# question about empadronamiento!



## Mud (Oct 9, 2013)

hi guys! 
I have a question about empadronamiento, after talking to my hopefully soon-to-be landlord in Malaga and asking him if I can do what I plan to do, (NIE, autonomo, residencia) on the contract I will have allowing me to stay there. 

The contract includes a clause saying that the person signing has this place as a second address, not their main one, which is written at the top of the contract.

It is for about 6 months, and afterwards I will have to find another place.

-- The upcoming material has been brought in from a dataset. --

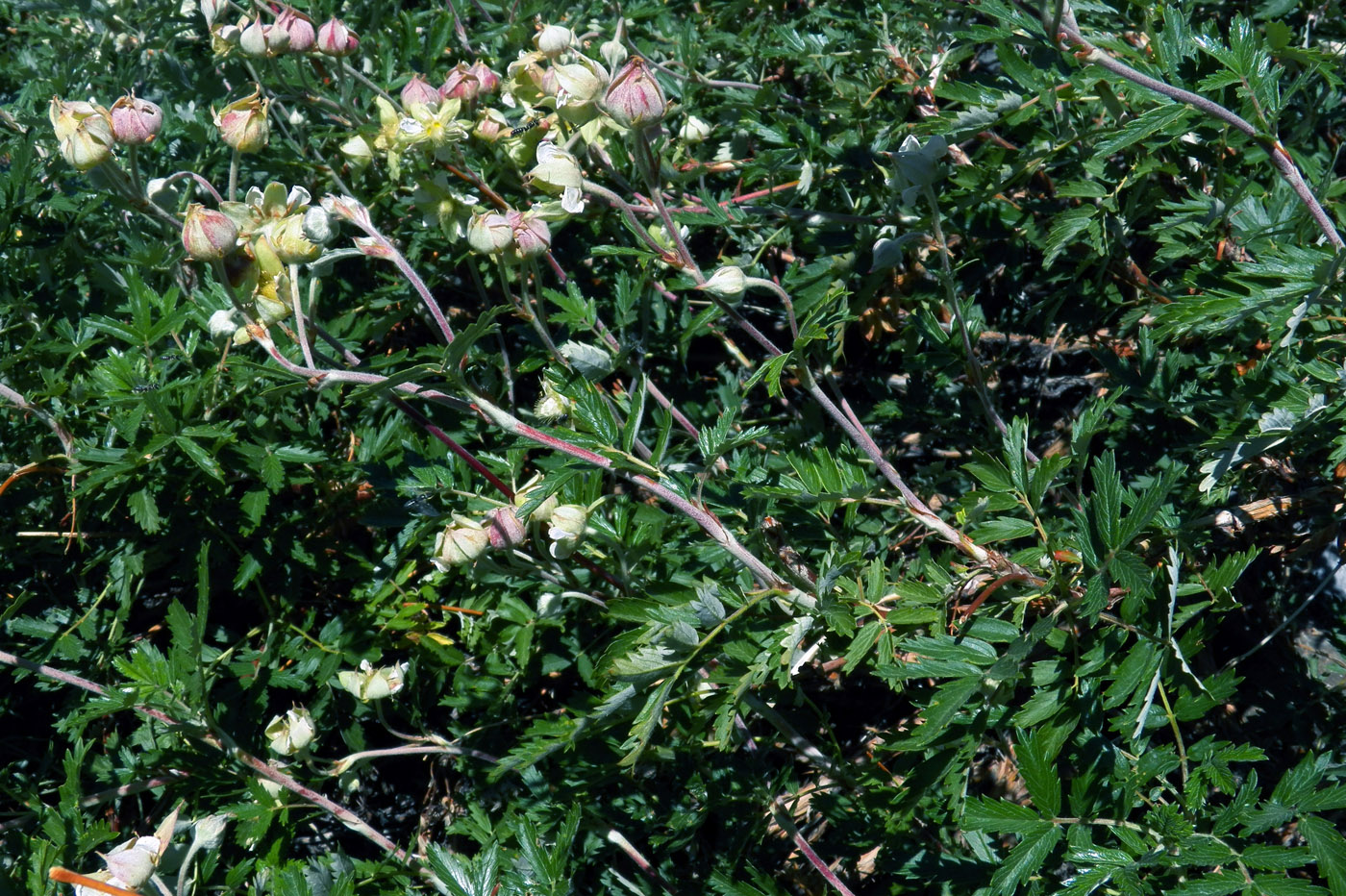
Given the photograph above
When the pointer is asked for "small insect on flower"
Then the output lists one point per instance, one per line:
(527, 127)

He said that I *will be able* to use the contract as a proof of address/residence when I am signing up for NIE, etc, BUT, that I will not be able to use it for empadronamiento, because it is not a long enough stay (he said that would be something more like 10 months?), and that padron is something he also has had a lot of trouble with. (He is living in Spain since 2014).

I want to verify if I need padron among my first steps of 90 days of being in Malaga, or if it can happen later on, when I can find another place.

Thank you!


----------



## xabiaxica (Jun 23, 2009)

iris muddy said:


> hi guys!
> I have a question about empadronamiento, after talking to my hopefully soon-to-be landlord in Malaga and asking him if I can do what I plan to do, (NIE, autonomo, residencia) on the contract I will have allowing me to stay there.
> 
> The contract includes a clause saying that the person signing has this place as a second address, not their main one, which is written at the top of the contract.
> ...


Many ayuntamientos are indeed refusing these temporary contracts for the padrón, simply because you can only be registered on the padrón at your main address - so wherever you spend the majority of your time - 10 months has nothing to do with it. If you live here, you register on the padrón & should do so at the earliest opportunity, for many reasons.

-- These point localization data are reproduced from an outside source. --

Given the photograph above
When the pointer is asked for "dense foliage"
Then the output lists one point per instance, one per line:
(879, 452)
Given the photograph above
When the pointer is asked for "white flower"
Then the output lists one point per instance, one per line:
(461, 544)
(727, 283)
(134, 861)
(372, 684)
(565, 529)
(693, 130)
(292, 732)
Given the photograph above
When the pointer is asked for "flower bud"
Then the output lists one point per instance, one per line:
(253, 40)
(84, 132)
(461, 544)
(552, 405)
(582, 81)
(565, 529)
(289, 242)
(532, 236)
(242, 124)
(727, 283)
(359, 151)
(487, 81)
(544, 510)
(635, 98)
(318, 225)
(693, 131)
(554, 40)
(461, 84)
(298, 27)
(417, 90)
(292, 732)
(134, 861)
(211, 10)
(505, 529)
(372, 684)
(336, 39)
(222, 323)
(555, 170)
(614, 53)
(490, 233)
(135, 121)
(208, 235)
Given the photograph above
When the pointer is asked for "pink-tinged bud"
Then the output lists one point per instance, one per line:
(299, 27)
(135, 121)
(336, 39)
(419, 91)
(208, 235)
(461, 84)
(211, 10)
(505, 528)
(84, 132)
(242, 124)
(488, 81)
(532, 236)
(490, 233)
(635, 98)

Proof of address isn't needed for the NIE nor for registering as resident. 

However, some extranjerías want to see the padrón before registering you, some the other way round (which is how it's meant to be)

Were I you, I'd look for a property where the landlord is prepared to give you a proper residential contract.

All this is assuming you're an EU citizen. Your flags suggest that you're Canadian? 
If so, then you have to be on the padrón before sorting out your TIE, which has to be done within 3 months.


----------



## Overandout (Nov 10, 2012)

Leaving aside the dubious legalities of the contract (the landlord is trying to avoid that the law on rentals (LAU) applies to the contract by stipulating that this will not be your primary residence), you need to check with the town hall.
In some places you need a valid rental contract, which yours probably wouldn't be, but in other places they will accept a water or electricity bill in your name at the address of the property.


----------



## Mud (Oct 9, 2013)

Luckily, I have an EU passport also, as I have EU nationality as well as Canadian citizenship. 

Hmm ok I had a feeling it had nothing to do with 10 months, but more that you actually live somewhere mainly.
I did not know that some want padron before... good to know that's a possibility!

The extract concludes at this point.